I spend my nights in front of the TV. I alternate between “The Halfway House” by Guillermo Rosales and the potato harvest. At times I have the impression that my life is one of the dreams of Rosales’ character William Figueras, where he was always Fidel Castro. I change the channel obsessively but always end up at the News or the Roundtable. Between Machado Ventura saying we need to end illegal housing in reserved zones (reserved for what? I wonder) and an ad about semi-mechanized agriculture (i.e. a peasant with a yoke of oxen) I can't contain my nausea.

I have a presentiment about the doctors’ statements--the cynicism and double standards of fear--false statements about the patient’s condition, the expense accounts of the intensive care wards, the lies about a criminal past, in short, a media lynching. I imagine us so small against the wall that sometimes I can’t breathe. Every day in the street someone says to me just a little bit longer and makes a joke, it’s the only thing that gives me the strength to go on.

Saturday, June 4, 2011

The Race

Photo: Leandro Feal
It happened in 1990 when he was seven. The world, although not perfect, was innocent and playful. His parents were doctors, working night and day and surviving badly during those hard years at the beginning of the Special Period. Many criticize only children and the personalities we develop as adults and he, in the end the only son, enjoyed all the love and mischief at home. In the mornings, Mom made breakfast and got him out of bed, Dad adjusted the seat of the Chinese model 28 bicycle and with the morning dew still on the grass, one left for the school and the other for the hospital.

At night the company alternated depending on the shifts: with Mom he read stories and with Dad he played on the floor. Sometimes in the middle of the night he would wake up at the sound of lock and see one of his parents arrive home in a white coat, bike in tow. Other times they pulled him out of bed at dawn to give him a goodnight kiss, having come home after three in the morning.

One night his father didn’t come home. It was nearly dawn when they received a call from the hospital: he was dead.

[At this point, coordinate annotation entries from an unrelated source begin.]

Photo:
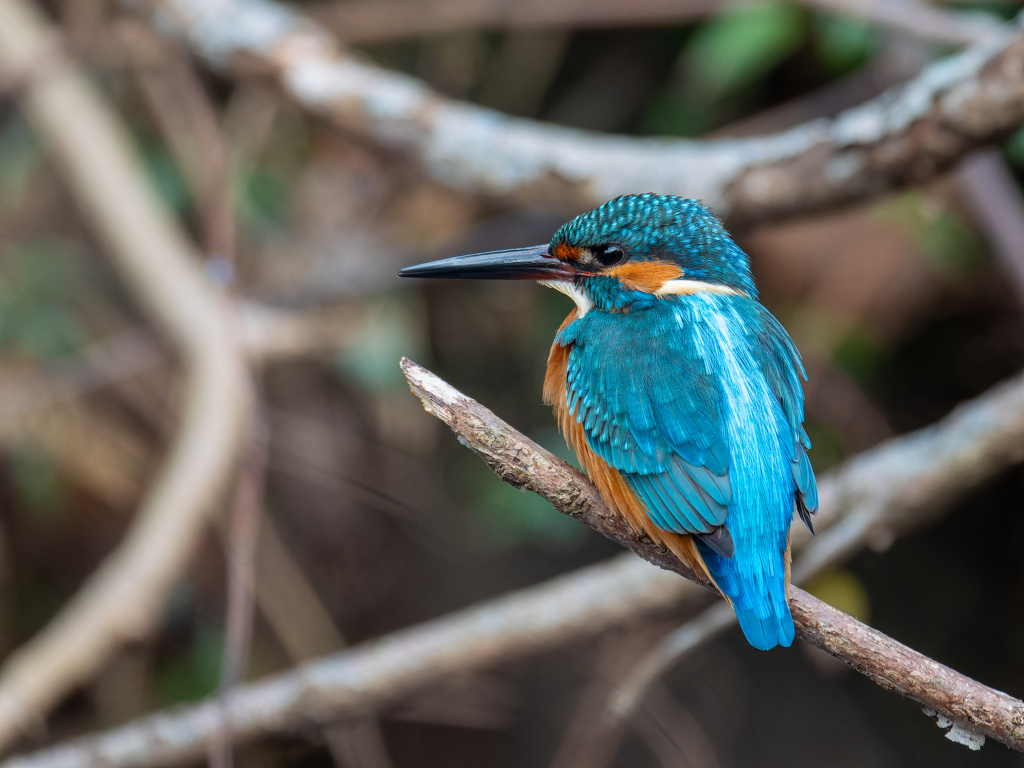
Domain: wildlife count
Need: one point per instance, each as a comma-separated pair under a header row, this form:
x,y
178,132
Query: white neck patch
x,y
584,304
690,287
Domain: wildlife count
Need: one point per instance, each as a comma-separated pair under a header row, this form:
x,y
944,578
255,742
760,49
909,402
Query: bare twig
x,y
907,135
241,545
565,609
374,20
124,598
910,478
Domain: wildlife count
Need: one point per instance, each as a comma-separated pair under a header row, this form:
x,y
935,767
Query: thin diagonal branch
x,y
925,471
888,663
908,135
123,600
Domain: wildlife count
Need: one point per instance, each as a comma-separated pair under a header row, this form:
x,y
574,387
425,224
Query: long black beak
x,y
515,263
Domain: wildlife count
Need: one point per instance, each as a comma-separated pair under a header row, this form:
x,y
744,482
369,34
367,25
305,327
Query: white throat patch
x,y
584,304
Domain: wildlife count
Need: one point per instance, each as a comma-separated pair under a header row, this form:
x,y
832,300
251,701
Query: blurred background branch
x,y
308,173
918,478
122,601
361,22
910,135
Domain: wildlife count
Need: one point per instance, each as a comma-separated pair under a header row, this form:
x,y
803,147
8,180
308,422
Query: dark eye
x,y
608,255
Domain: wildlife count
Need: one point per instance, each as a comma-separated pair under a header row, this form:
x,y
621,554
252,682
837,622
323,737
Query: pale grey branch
x,y
907,135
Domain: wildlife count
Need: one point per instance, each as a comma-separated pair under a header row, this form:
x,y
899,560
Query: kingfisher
x,y
679,392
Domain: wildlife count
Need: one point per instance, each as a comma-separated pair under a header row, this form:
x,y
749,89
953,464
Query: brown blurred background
x,y
903,307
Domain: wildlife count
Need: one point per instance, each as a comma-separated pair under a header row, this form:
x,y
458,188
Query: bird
x,y
680,393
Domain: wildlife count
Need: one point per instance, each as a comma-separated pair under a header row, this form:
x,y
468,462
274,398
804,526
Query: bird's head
x,y
625,254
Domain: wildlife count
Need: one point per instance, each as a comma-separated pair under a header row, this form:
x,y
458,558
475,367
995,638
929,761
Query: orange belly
x,y
608,480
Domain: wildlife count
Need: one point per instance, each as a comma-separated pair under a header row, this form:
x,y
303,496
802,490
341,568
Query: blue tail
x,y
758,593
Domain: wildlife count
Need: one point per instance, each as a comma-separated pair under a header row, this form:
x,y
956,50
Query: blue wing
x,y
781,368
651,412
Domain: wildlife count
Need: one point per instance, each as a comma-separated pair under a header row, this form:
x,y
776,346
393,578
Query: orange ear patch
x,y
646,275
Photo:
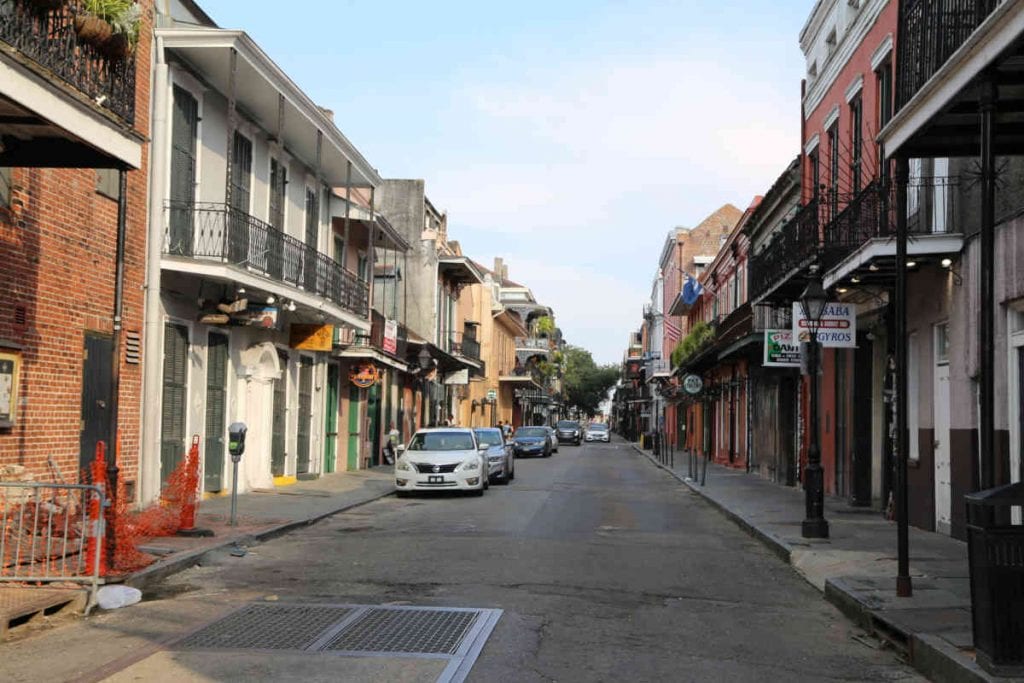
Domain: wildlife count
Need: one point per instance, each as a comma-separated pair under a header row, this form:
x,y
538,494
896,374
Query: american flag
x,y
672,331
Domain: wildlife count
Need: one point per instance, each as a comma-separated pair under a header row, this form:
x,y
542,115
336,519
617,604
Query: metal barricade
x,y
52,532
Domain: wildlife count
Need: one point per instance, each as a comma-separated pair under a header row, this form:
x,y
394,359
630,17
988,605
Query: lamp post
x,y
813,302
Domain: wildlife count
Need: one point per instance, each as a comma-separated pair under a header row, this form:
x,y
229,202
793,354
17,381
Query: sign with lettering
x,y
838,328
311,337
780,350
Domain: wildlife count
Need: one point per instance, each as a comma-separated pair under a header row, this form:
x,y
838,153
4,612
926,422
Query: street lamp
x,y
813,302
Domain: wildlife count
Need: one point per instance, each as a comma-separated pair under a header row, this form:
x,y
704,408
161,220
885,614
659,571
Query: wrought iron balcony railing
x,y
48,40
795,243
930,31
217,231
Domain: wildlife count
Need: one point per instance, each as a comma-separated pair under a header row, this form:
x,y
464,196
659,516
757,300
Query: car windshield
x,y
488,436
441,441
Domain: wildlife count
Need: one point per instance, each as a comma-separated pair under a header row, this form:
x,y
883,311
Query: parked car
x,y
554,439
531,441
598,432
501,466
568,431
441,459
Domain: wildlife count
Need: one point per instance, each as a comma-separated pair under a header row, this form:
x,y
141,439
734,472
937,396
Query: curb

It’s difficult to take in mortality at seven, but even worse to know the story of an absurd death. It turned out Dad was coming home on his bicycle on 26th, while some boys, untouched by the collapse of the Cuban economy, were racing their fathers’ Ladas along the Avenue. The cars racing full speed took the life of a man who had spent the night saving lives. The death was swift.

The culprits went to trial--oh yes!-- except for one small detail: they were acquitted of all charges, keeping their drivers’ licenses and everything. Perhaps they were not only children, but their parents had been given the task of spoiling them, and took pleasure in converting them into “The Sons,” the untouchables, those who can actually trumpet their races from one end of the island to the other and never pay for anything. People call them “Daddy’s children,” and compared to them, the myth of the only child is nothing.